Le 15 septembre 1958, il crée l’Association Guadeloupéenne d’Education Populaire et de lutte contre l’analphabétisme (AGEP) et ouvre une école privée, l’Institution Lauriette, à Capesterre Belle-Eau en 1959. Il y accueille les « échoués » de l’Education Nationale. Il appelle sa méthode d’enseignement « zyé dan zyé, bra balan ».

Convaincu que l’enfant guadeloupéen doit partir de ce qu’il connaît afin de pouvoir s’ouvrir à une autre langue et à une autre culture, il préconise l’usage du créole en classe pour favoriser les apprentissages. Il utilise ses propres manuels, décloisonne les matières et ne donne pas de leçons à apprendre à la maison. Il obtient de forts bons résultats témoignant de l’efficacité de sa méthode et permet ainsi à ses élèves de réussir à leurs examens.

Papa Yaya fait partie des 18 Guadeloupéens arrêtés suite aux événements de Mai 1967, inculpés et jugés, en 1968, pour avoir appartenu ou apporté de l’aide au GONG. Il est accusé d’avoir prêté une machine à ronéotyper à l’organisation, d’avoir tenu des propos indépendantistes et d’avoir incité à la révolte, à la violence, dans des tracts ou des articles du journal de Félix Rodes, Le Progrès Social.

Depuis la prison de la Santé, où il est enfermé, il écrit un ouvrage autobiographique, « Une enfance en Guadeloupe dans les années 1930 » qui s’adresse à une jeunesse guadeloupéenne en recherche mais aussi à toute personne en quête d’informations sur les fondements de la culture de la Guadeloupe. Il est finalement acquitté par la Cour de Sûreté de l’État.

En octobre 1975, suite à une condamnation avec sursis en passe d’être exécutoire, Gérard Lauriette part en marronnage dans les hauteurs de Vieux-Habitants. Dans son ouvrage intitulé « Le créole de la Guadeloupe Nègres-Marrons », il raconte cette expérience et ses échanges avec Henri Lépante, un paysan du Morne Aulard dans les hauteurs de Grande Rivière. Dans un récit-leçon « liyanné » à l’apprentissage du créole, il y reconstitue l’histoire des nègres marrons ayant vécu là autrefois.

A partir des années 80, Gérard Lauriette publie aussi des textes sur ses expériences proprement politiques. En 1983, il est élu maire de la commune de Capesterre Belle-Eau et devient aussi conseiller général du canton. Durant son mandat, c’est le seul maire qui, pendant quelque temps, ose faire grève dans sa mairie en ne signant plus rien. En 1988, il se présente, sans succès, aux élections législatives dans la 3e circonscription, sous l’étiquette du Parti Mystico-Rationaliste Guadeloupéen, fondé par lui-même en 1959. L’année suivante, il est battu par Léo Andy aux élections municipales.

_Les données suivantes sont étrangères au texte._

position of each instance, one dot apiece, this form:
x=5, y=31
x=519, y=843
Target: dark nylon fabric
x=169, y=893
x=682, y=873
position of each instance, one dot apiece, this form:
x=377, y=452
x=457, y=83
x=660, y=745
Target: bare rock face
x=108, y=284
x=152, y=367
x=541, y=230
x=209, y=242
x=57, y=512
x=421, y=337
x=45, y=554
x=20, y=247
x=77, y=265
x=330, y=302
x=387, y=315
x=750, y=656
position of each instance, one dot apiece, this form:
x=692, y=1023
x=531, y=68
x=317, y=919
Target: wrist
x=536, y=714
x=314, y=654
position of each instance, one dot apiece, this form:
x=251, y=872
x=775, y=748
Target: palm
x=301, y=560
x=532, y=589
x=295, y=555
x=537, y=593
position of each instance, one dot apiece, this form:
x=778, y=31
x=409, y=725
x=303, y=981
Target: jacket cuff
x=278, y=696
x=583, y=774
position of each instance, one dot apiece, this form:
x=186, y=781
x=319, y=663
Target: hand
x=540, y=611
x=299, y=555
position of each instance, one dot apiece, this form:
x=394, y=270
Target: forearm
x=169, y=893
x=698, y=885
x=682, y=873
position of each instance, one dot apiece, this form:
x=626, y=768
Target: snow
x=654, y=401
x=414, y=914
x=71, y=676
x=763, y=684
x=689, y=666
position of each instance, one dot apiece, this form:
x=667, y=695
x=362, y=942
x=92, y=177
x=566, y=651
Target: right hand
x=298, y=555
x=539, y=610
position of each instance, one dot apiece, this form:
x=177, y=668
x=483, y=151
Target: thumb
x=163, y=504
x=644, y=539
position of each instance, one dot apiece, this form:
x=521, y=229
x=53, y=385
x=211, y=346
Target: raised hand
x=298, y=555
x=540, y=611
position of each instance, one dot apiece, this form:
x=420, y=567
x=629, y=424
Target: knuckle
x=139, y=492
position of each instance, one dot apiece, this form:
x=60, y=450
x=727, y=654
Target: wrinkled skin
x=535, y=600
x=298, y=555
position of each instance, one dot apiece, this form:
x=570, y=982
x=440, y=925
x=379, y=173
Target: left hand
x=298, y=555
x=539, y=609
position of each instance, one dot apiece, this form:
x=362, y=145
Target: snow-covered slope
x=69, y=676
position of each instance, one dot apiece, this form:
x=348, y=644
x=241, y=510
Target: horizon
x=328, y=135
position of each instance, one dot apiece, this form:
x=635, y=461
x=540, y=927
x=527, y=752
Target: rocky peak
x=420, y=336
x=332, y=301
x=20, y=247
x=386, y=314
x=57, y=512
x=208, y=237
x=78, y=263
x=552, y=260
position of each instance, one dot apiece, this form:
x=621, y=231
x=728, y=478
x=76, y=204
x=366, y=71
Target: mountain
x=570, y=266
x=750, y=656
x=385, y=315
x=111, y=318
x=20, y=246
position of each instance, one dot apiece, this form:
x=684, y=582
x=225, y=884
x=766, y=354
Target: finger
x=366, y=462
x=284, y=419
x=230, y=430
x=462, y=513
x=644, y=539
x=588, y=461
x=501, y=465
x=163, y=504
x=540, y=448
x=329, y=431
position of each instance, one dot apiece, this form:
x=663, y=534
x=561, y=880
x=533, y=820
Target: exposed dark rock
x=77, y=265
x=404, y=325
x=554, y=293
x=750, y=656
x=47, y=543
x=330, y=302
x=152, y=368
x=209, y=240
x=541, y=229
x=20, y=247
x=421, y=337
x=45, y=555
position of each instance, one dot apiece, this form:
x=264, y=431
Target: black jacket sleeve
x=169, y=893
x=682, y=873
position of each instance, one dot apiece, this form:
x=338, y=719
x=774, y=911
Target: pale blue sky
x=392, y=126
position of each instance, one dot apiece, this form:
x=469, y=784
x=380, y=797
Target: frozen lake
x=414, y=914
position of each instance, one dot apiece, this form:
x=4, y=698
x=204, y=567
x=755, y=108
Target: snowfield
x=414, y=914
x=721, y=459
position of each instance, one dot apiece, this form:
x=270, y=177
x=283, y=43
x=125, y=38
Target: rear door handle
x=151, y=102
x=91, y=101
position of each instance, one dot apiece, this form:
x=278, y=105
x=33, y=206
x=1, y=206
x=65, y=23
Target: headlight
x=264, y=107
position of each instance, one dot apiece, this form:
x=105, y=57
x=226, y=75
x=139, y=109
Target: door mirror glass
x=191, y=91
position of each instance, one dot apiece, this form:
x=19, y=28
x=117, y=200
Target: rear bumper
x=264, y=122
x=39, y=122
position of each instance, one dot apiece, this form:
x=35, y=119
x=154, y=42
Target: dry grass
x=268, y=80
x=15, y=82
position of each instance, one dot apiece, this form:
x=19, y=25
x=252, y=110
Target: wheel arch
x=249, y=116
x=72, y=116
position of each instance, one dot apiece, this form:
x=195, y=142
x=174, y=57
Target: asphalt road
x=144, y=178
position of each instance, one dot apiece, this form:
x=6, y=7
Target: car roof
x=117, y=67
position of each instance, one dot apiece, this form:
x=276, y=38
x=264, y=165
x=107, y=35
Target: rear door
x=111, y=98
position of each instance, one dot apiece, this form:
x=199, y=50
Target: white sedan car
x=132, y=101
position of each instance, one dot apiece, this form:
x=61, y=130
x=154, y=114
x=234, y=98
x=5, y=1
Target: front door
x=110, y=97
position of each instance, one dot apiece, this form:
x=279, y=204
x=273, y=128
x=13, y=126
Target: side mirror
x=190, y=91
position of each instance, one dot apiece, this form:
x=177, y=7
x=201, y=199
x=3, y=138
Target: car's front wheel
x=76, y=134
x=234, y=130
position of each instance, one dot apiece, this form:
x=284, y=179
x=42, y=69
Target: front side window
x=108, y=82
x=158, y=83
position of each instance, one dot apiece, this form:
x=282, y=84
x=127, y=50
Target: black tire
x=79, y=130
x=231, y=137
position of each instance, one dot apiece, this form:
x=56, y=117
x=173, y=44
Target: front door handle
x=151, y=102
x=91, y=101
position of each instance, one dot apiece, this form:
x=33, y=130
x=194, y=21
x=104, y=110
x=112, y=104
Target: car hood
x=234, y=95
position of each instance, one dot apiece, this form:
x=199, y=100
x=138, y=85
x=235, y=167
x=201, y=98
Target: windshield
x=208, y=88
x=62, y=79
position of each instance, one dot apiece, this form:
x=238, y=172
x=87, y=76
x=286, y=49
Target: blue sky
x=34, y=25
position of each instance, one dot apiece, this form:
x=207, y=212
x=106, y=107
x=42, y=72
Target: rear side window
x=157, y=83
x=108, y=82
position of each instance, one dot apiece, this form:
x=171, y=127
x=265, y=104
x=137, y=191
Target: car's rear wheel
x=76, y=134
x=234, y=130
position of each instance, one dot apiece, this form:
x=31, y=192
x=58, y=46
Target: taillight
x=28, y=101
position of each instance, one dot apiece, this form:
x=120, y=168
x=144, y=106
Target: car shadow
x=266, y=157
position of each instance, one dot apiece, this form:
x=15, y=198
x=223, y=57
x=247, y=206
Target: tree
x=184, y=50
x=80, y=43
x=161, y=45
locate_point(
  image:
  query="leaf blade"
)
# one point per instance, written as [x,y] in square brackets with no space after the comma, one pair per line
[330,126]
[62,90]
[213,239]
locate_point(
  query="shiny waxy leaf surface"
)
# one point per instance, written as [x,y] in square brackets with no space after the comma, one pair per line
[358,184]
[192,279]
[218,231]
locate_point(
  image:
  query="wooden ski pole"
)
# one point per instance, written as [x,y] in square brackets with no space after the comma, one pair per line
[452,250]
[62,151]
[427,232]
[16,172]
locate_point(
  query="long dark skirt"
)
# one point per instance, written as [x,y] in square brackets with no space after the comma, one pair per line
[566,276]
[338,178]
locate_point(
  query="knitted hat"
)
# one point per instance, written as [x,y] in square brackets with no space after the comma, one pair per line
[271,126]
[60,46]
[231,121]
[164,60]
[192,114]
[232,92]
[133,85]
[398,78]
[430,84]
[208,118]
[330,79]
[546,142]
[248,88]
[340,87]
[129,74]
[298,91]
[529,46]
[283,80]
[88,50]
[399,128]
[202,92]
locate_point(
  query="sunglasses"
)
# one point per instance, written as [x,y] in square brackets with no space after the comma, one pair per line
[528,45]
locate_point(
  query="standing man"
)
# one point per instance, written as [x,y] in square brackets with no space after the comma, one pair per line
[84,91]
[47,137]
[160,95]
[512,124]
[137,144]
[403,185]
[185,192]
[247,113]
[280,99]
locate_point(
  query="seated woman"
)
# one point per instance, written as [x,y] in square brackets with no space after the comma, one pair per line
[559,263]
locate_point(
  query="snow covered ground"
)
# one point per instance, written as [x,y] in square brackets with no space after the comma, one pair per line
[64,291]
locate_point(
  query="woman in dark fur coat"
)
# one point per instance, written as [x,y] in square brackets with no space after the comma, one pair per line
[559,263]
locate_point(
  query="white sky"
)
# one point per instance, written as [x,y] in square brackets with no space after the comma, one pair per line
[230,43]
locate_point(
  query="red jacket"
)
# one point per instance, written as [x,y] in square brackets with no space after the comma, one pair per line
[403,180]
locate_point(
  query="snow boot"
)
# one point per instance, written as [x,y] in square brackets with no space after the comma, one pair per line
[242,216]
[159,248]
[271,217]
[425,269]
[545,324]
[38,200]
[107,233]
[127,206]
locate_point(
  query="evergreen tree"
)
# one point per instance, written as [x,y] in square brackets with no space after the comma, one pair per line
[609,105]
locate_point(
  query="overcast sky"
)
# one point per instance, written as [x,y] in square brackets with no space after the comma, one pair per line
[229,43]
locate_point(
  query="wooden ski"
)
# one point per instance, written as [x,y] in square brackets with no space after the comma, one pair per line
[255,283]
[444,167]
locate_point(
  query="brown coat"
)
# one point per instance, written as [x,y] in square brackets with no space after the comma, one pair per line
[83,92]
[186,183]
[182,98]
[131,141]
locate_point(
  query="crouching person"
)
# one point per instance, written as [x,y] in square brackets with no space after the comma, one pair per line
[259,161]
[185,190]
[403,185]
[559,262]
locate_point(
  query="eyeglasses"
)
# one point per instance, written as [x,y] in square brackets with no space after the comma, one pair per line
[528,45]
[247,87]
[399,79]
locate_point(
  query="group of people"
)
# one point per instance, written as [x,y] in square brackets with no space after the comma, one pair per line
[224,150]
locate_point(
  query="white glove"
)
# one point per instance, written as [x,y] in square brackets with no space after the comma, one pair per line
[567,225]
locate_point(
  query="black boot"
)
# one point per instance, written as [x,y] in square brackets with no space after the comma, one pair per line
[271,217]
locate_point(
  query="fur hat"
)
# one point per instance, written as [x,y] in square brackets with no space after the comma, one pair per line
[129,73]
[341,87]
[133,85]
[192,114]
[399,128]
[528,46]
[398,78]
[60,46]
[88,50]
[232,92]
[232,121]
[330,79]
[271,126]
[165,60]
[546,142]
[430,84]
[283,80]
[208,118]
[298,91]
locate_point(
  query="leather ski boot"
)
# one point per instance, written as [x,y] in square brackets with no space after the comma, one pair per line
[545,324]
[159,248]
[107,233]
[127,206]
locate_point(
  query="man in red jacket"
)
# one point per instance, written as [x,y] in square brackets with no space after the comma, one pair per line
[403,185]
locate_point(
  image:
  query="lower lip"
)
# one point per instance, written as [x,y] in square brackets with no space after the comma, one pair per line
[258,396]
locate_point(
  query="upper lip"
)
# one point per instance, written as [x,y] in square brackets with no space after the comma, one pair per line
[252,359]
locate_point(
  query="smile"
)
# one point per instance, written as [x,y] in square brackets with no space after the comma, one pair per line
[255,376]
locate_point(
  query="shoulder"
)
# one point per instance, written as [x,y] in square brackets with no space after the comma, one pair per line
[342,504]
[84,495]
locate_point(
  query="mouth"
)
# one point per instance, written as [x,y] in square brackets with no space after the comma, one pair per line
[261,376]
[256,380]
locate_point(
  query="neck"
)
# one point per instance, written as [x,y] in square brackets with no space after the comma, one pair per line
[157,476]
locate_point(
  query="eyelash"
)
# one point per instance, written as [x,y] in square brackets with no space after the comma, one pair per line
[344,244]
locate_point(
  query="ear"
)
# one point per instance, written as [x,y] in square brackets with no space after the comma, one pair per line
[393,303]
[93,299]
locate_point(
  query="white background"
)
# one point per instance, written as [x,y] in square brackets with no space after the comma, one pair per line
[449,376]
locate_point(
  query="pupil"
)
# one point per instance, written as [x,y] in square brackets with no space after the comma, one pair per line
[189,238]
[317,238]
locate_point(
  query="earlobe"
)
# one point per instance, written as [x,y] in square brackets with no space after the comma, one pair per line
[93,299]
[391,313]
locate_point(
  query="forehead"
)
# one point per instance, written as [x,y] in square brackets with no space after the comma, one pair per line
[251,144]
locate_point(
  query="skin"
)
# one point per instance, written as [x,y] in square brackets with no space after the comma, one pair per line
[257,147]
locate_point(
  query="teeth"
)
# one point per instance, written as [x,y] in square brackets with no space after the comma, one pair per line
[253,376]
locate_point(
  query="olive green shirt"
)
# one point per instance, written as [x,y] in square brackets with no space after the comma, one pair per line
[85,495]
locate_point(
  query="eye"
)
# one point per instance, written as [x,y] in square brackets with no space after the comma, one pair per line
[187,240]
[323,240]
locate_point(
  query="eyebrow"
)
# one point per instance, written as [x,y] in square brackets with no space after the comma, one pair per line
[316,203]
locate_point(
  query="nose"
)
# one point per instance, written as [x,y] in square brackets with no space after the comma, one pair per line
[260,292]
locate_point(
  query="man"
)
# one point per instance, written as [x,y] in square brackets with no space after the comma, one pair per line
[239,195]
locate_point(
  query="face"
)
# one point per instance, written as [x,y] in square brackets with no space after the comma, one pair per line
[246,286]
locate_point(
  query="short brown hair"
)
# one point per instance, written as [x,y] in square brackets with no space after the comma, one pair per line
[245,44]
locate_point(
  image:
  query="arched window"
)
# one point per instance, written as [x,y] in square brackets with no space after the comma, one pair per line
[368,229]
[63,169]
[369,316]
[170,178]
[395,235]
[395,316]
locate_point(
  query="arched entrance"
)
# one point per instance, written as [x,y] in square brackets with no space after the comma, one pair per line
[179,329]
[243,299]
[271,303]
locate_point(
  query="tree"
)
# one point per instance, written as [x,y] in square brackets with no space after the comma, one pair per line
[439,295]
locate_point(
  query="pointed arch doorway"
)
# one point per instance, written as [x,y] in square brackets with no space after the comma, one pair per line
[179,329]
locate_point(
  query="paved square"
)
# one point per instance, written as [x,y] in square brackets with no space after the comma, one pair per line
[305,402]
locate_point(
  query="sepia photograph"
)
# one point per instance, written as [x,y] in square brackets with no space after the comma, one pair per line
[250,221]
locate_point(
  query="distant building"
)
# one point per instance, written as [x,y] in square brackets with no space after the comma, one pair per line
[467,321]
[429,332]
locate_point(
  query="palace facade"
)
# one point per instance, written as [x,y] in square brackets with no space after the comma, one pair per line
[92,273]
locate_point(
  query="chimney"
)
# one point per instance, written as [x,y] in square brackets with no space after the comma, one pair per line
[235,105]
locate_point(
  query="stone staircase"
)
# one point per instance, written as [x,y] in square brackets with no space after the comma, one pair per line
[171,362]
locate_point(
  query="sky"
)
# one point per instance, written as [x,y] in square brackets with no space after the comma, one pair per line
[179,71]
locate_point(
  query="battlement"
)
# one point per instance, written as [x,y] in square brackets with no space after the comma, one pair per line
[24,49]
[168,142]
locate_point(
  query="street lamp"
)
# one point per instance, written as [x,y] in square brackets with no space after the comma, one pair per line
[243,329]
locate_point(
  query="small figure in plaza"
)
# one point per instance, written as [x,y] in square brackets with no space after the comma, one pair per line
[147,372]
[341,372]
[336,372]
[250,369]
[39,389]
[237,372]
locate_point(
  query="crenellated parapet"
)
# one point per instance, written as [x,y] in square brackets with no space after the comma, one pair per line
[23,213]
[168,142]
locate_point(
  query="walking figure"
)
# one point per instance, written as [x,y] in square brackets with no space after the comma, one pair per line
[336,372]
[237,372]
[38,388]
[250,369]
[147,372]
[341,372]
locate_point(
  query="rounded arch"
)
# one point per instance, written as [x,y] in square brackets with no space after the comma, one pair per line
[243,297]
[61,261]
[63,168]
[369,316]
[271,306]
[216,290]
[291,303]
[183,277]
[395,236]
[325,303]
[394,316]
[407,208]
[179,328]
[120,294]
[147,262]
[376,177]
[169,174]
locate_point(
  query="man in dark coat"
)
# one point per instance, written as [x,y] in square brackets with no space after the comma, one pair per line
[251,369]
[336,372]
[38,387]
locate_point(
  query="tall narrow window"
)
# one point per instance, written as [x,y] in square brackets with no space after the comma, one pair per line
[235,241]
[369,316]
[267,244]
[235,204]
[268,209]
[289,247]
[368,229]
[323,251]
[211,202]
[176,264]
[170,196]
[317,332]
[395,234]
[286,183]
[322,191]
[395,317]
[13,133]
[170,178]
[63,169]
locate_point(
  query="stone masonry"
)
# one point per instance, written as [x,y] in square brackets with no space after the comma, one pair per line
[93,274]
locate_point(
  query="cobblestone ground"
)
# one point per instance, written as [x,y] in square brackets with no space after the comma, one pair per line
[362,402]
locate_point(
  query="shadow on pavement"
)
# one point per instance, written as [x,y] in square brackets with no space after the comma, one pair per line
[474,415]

Gérard Lauriette décède le 17 août 2006, à l’âge de 84 ans. Près d’un millier de personnes vont assister à ses obsèques. Une école élémentaire publique du bourg de Trois-Rivières porte son nom. A Capesterre Belle-Eau, à Cayenne, existe un Espace Papa Yaya, siège de l’Amicale de l’Institution Gérard Lauriette Edmond (AIGLE), qui s’est donnée pour mission de perpétuer la mémoire et l’œuvre de ce grand pédagogue guadeloupéen.